Provavelmente, Brasil terá que recomeçar do zero o processo de credenciamento do laboratório, segundo especialistas

Alessandro Lucchetti, O Estado de S. Paulo

27 de agosto de 2013 | 19h59

SÃO PAULO - O Comitê Executivo da Agência Mundial Antidoping (Wada) descredenciou o Laboratório de Controle de Doping (Ladetec), ligado à Universidade Federal do Rio de Janeiro (UFRJ).

O descredenciamento entra em vigor no dia 25 de setembro, mas o Ladetec já havia sido punido com suspensão, no último dia 8, que continua valendo.

Os exames do Mundial de Judô do Rio estão sendo enviados para análise no Canadá.

O médico Eduardo de Rose, que é membro da Wada, diz que recebeu a informação de que o Ladetec recebeu uma pontuação que implica o descredenciamento. “Cada resultado errado soma dez pontos. Houve dois erros em testes habituais e mais um no chamado ‘teste cego’ (sem identificação). Com 30 pontos, o laboratório é descredenciado pela Wada”.

Para que o Ladetec volte a ser reconhecido pela Wada, terá que pedir uma revisão administrativa pela chamada “fast track”, a via rápida, que é utilizada em circunstâncias excepcionais – o caso seria julgado pelo Tribunal Arbitral do Esporte – há um prazo de 21 dias para apresentação de recurso. A alternativa é recomeçar o processo de credenciamento do zero, seguindo os padrões internacionais de laboratórios (ISL).
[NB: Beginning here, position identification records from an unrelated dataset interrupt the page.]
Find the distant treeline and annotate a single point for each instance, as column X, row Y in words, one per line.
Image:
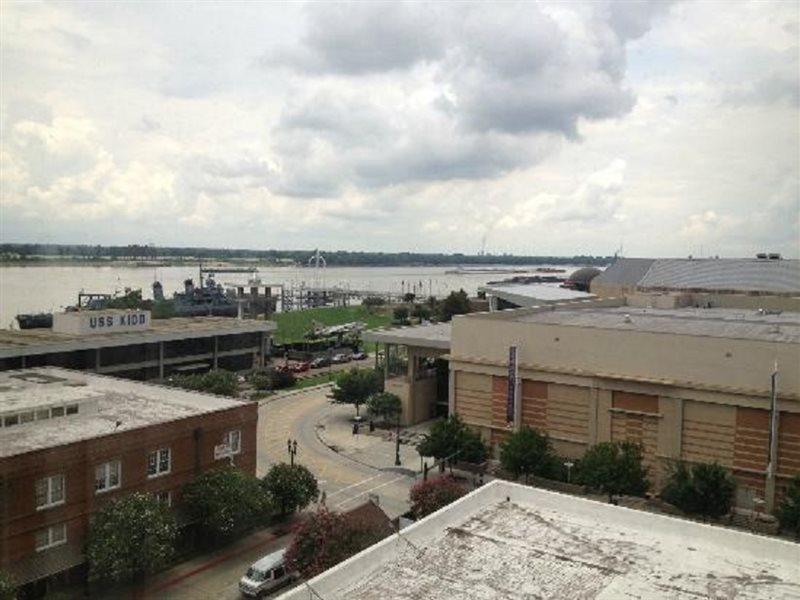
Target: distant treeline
column 340, row 258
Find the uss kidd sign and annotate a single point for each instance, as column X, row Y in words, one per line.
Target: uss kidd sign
column 90, row 322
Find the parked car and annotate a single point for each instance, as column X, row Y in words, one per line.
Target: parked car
column 320, row 361
column 266, row 575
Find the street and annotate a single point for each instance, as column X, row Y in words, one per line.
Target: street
column 364, row 465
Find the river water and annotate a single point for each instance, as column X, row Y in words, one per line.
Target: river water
column 34, row 289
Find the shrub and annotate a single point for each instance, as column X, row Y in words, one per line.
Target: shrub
column 291, row 487
column 453, row 440
column 7, row 587
column 326, row 539
column 385, row 405
column 614, row 468
column 527, row 452
column 457, row 303
column 218, row 381
column 225, row 502
column 429, row 496
column 702, row 489
column 788, row 512
column 129, row 538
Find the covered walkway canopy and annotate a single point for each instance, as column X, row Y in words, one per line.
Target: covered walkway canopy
column 413, row 369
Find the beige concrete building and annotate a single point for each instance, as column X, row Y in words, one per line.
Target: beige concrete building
column 687, row 384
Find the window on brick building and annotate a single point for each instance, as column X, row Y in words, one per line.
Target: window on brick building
column 165, row 497
column 159, row 462
column 107, row 476
column 50, row 537
column 233, row 439
column 49, row 491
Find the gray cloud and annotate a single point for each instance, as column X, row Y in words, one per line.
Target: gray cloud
column 360, row 38
column 509, row 80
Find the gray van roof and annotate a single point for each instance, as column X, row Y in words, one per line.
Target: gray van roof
column 270, row 561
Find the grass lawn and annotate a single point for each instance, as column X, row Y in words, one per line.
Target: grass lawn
column 292, row 326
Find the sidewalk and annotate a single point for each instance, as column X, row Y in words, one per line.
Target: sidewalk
column 376, row 449
column 214, row 575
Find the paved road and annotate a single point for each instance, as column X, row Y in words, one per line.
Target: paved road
column 346, row 483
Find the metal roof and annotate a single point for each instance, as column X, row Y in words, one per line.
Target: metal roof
column 625, row 271
column 533, row 293
column 741, row 275
column 717, row 274
column 25, row 342
column 423, row 336
column 712, row 322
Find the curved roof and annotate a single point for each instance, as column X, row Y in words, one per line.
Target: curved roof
column 721, row 274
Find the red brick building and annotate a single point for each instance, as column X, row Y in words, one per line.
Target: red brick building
column 70, row 442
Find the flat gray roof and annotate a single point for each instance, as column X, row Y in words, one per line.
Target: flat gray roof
column 506, row 540
column 25, row 342
column 424, row 336
column 713, row 322
column 106, row 405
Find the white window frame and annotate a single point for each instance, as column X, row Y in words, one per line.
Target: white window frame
column 167, row 493
column 159, row 472
column 228, row 441
column 52, row 542
column 48, row 481
column 106, row 466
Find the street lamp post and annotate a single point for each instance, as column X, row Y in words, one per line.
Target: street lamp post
column 397, row 444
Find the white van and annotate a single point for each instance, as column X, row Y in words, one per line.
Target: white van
column 265, row 575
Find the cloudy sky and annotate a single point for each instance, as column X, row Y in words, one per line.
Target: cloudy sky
column 540, row 128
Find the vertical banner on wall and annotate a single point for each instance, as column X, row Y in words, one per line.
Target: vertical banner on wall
column 773, row 426
column 512, row 384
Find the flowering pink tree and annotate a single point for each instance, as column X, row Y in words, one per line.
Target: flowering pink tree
column 429, row 496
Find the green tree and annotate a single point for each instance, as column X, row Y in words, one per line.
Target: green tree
column 421, row 312
column 702, row 489
column 355, row 386
column 129, row 538
column 326, row 539
column 526, row 452
column 8, row 590
column 427, row 497
column 385, row 405
column 457, row 303
column 291, row 487
column 788, row 512
column 452, row 440
column 614, row 468
column 224, row 502
column 400, row 315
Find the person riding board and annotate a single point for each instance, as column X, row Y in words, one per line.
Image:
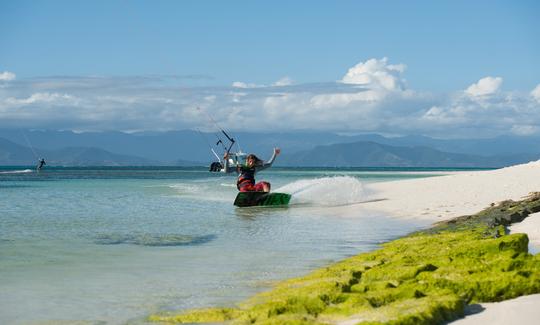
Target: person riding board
column 246, row 173
column 41, row 162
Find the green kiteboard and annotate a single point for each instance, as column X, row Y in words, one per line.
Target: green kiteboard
column 249, row 199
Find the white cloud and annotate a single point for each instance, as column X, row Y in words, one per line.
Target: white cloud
column 7, row 76
column 376, row 74
column 285, row 81
column 243, row 85
column 378, row 81
column 484, row 87
column 41, row 98
column 371, row 97
column 535, row 93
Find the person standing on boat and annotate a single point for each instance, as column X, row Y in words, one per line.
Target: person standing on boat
column 246, row 173
column 41, row 163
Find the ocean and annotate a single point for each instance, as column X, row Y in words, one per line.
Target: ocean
column 112, row 245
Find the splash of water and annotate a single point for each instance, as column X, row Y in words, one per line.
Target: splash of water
column 326, row 191
column 24, row 171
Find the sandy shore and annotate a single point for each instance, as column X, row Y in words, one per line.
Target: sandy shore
column 445, row 197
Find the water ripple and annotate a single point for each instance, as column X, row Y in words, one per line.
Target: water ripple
column 153, row 239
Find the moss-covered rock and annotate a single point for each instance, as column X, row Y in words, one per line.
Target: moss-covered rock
column 425, row 278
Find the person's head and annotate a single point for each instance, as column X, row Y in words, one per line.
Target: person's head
column 252, row 160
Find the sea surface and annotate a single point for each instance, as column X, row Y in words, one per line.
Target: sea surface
column 112, row 245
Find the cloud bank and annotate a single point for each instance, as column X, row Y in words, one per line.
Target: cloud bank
column 372, row 96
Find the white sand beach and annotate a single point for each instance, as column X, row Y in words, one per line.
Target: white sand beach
column 445, row 197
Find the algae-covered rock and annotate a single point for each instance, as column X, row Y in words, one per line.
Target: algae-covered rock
column 425, row 278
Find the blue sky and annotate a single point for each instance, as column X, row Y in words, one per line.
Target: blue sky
column 253, row 64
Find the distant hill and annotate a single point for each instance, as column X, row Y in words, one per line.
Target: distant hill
column 15, row 154
column 192, row 148
column 371, row 154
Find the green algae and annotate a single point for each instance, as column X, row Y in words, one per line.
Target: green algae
column 427, row 277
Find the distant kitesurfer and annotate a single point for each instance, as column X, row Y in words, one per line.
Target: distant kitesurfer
column 41, row 163
column 246, row 173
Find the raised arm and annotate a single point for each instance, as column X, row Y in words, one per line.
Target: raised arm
column 269, row 163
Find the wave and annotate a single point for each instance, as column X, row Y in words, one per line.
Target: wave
column 326, row 191
column 23, row 171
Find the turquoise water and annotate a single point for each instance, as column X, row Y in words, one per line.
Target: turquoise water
column 111, row 245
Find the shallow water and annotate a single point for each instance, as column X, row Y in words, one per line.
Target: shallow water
column 112, row 245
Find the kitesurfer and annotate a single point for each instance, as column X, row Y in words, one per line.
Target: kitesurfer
column 246, row 173
column 41, row 162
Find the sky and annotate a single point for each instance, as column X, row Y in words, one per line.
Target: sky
column 436, row 68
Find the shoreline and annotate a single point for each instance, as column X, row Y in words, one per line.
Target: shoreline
column 434, row 199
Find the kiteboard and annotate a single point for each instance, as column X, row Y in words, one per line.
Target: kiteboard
column 248, row 199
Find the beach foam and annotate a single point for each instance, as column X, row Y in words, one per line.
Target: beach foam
column 530, row 226
column 325, row 191
column 446, row 197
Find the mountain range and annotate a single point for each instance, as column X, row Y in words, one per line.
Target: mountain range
column 307, row 149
Segundo o presidente da Comissão Antidopagem da CBAt (Confederação Brasileira de Atletismo), Thomaz Mattos de Paiva, o Brasil precisa decidir se prioriza ter um laboratório antidoping ou não.

“Ter o laboratório descredenciado é muito ruim, traz um reflexo muito negativo para o esporte brasileiro. O Comitê Olímpico Internacional pode montar um laboratório para realizar exames durante os Jogos Olímpicos de 2016, mas isso significa um atestado de incompetência muito grande do país. Ter um laboratório credenciado pela Wada seria justamente um dos legados proporcionados pela Olimpíada”.

A demora para a liberação de verbas para compra de reagentes e maquinário seriam as causas da dificuldade do Ladetec para acertar os resultados, segundo especialistas. A burocracia, segundo Paiva, atrasa o desembaraço, junto à alfândega, da liberação das amostras de urina, que são consideradas uma importação. “Sem liberação da Anvisa (Agência Nacional de Vigilância Sanitária), as amostras acabam se degradando, o que prejudica o trabalho do laboratório”.